Absolut. Es geht dermassen ums Geld – schon in der 1. Liga steht man letztlich in Konkurrenz zu den Champions-League-Millionen. Ich glaube aber trotzdem, dass unser Modell funktioniert hätte. Es zielt ja darauf ab, dass ein Verein für einen Fussballer nicht einfach ein Arbeitgeber ist, sondern dass er sich als Teil des Vereins sieht und bereit ist, einen Lohn zu beziehen, der den Möglichkeiten des Clubs entspricht.

Der FC Biel hat schliesslich abgesagt. Nicht unerwartet, oder?

Dietmar Faes hat unser Angebot zumindest sehr genau und gewissenhaft geprüft. Er war bereit, inhaltlich über Möglichkeiten und Grenzen eines solchen Modells zu reden, obwohl es gerade seine Funktion als Präsident stark verändert hätte. Unser Ziel war, zunächst mal zu prüfen, wie weit wir kommen. Hätte der FC Biel tatsächlich zugesagt, wäre ja noch die Zustimmung seitens des WOZ-Kollektivs nötig gewesen.

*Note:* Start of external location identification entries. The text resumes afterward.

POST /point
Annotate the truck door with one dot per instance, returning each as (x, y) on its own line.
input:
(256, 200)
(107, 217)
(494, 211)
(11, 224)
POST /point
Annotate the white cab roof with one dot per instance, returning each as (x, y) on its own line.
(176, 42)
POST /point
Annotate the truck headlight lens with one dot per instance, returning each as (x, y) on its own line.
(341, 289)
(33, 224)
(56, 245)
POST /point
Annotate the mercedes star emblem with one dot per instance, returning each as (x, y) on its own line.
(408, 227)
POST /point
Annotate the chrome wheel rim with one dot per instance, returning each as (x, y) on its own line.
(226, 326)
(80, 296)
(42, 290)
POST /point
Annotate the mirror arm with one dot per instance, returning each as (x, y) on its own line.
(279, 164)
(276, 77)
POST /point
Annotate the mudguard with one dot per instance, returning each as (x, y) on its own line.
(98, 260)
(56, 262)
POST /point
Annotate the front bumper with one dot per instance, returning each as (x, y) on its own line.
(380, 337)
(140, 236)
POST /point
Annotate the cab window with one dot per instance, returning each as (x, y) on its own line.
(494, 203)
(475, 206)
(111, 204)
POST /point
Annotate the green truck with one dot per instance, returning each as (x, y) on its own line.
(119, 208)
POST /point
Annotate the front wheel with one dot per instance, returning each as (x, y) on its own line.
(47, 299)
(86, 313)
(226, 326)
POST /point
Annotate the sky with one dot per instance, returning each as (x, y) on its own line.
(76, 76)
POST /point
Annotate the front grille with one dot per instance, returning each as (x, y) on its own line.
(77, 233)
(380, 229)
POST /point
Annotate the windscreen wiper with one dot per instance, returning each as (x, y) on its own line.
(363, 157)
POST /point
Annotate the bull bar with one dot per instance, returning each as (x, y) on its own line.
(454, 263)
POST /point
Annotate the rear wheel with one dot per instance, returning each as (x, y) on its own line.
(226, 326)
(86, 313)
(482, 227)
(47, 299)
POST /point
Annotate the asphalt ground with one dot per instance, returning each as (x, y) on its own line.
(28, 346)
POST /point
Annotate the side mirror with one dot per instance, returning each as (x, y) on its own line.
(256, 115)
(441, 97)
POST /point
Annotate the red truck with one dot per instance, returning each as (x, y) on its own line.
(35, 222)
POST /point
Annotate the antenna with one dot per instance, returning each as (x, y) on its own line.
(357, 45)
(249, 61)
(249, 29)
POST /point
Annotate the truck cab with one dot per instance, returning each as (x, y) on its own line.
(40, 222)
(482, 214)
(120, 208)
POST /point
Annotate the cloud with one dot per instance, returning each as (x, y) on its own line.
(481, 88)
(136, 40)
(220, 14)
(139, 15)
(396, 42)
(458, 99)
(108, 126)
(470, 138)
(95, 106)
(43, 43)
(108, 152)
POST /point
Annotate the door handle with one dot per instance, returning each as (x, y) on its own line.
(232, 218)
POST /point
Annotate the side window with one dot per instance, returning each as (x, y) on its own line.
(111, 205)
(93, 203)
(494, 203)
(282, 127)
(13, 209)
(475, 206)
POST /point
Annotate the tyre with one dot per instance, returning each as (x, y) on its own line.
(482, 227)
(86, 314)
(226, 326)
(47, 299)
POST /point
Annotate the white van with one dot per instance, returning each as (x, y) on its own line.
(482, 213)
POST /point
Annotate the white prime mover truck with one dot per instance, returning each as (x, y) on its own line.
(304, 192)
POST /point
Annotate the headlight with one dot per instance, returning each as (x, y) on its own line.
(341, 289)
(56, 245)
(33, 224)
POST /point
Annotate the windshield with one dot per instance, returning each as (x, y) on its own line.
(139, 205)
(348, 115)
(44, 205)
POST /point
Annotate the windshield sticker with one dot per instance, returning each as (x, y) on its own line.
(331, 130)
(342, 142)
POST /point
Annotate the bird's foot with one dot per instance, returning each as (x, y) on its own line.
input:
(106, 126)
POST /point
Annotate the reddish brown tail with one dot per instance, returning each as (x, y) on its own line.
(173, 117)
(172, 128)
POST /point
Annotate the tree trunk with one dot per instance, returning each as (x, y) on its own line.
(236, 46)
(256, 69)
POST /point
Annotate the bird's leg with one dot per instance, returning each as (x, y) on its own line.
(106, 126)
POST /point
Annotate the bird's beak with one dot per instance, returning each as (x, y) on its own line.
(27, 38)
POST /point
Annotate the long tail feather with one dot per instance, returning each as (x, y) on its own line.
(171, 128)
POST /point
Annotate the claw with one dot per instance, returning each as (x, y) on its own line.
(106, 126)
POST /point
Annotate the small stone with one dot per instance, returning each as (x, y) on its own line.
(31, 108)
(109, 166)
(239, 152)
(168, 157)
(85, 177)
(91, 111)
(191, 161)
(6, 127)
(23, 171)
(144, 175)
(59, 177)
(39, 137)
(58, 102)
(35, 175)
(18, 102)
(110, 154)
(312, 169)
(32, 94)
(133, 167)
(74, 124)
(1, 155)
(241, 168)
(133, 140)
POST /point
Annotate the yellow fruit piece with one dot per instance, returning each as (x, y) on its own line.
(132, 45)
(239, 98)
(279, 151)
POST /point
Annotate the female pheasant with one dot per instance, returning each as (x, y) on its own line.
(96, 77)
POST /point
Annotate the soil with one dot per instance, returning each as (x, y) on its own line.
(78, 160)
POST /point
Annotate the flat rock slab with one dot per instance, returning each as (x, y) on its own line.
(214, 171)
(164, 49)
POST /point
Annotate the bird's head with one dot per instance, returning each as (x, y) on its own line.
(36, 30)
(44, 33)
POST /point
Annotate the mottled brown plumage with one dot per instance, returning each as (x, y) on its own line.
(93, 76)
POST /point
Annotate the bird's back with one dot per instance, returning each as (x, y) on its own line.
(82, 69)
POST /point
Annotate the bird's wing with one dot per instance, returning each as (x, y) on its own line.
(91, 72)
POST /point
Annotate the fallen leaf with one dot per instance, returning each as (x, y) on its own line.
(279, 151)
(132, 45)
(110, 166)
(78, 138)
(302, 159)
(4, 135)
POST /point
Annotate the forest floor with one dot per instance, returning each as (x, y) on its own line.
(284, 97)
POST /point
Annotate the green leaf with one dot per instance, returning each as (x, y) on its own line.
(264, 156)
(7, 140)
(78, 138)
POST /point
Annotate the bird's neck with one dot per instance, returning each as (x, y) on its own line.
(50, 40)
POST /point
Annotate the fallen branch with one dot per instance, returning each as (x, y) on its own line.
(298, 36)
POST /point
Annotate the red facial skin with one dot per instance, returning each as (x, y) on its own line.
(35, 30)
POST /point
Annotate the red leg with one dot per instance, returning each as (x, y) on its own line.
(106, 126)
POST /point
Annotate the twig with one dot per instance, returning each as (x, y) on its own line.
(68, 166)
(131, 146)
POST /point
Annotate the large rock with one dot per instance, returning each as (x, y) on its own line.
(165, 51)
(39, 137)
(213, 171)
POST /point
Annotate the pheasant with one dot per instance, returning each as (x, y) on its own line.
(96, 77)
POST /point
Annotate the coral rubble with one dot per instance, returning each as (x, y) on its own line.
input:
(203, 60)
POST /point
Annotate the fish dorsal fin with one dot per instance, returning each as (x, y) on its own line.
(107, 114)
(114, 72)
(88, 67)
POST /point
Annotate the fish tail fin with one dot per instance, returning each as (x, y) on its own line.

Die Wahrscheinlichkeit wäre also erheblich gewesen, dass die Pläne an der WOZ selber scheitern?

Das glaube ich nicht. Erstens gibt es bei uns viele Fussballfans, und die anderen verstehen, dass es nicht darum gegangen wäre, Geld ins Fussballbusiness zu investieren, sondern einen generellen Kontrapunkt in einem wichtigen Lebensinhalt vieler zu setzen.

Es war also mehr als ein blosses Gedankenexperiment?

Sicher! Wobei wir uns durchaus bewusst waren, dass die Pläne eher unrealistisch sein dürften – denn jene Leute, die über ihre Realisierung entscheiden können, haben kaum ein Interesse daran. Aber das ist ja kein Grund, es nicht zu versuchen.

Was bleibt nun von dem Ganzen?

Viel Erkenntnisgewinn, viele interessante Gespräche – es sind beispielsweise auch viele Fans an uns herangetreten mit wichtigen Inputs. Unser Konzept ist so ausgelegt, dass sich auch einzelne Teile davon realisieren lassen. Ich hoffe natürlich, dass dies da und dort erfolgt.

Es sollen auch andere Clubs angeklopft haben.

Dazu ist zu sagen: Biel wäre für uns eine einmalige Chance gewesen, um unseren Ansatz interventionistisch zu verfolgen und herauszufinden: Was lässt sich im Schweizer Halbprofi-Fussball wirklich verändern?

Welcher Club bleibt einem denn als Fan, wenn man solche Ideen unterstützt? United of Manchester, Austria Salzburg, St. Pauli?

In der Schweiz macht der FC Winterthur gemessen an unseren Idealen vieles besser als andere Clubs. Im Ausland gibt es vereinzelte Paradiesvogel-Vereine wie St. Pauli und wenige mitgliedergeführte Vereine. Aber das ist es ja gerade: Man kann sich seinen Verein nicht aussuchen. Man wird irgendwann als Kind Fussballfan, und seinen Club kann man später nicht einfach wechseln wie ein Stück Unterwäsche. Das war mein persönlicher Antrieb für dieses Experiment: Dass ich in meinem Verein viele gute, kreative Leute in der Kurve sehe, die zum blossen Zuschauen verdammt sind, weil sie kein Geld zum Investieren und darum keine Mitsprache haben.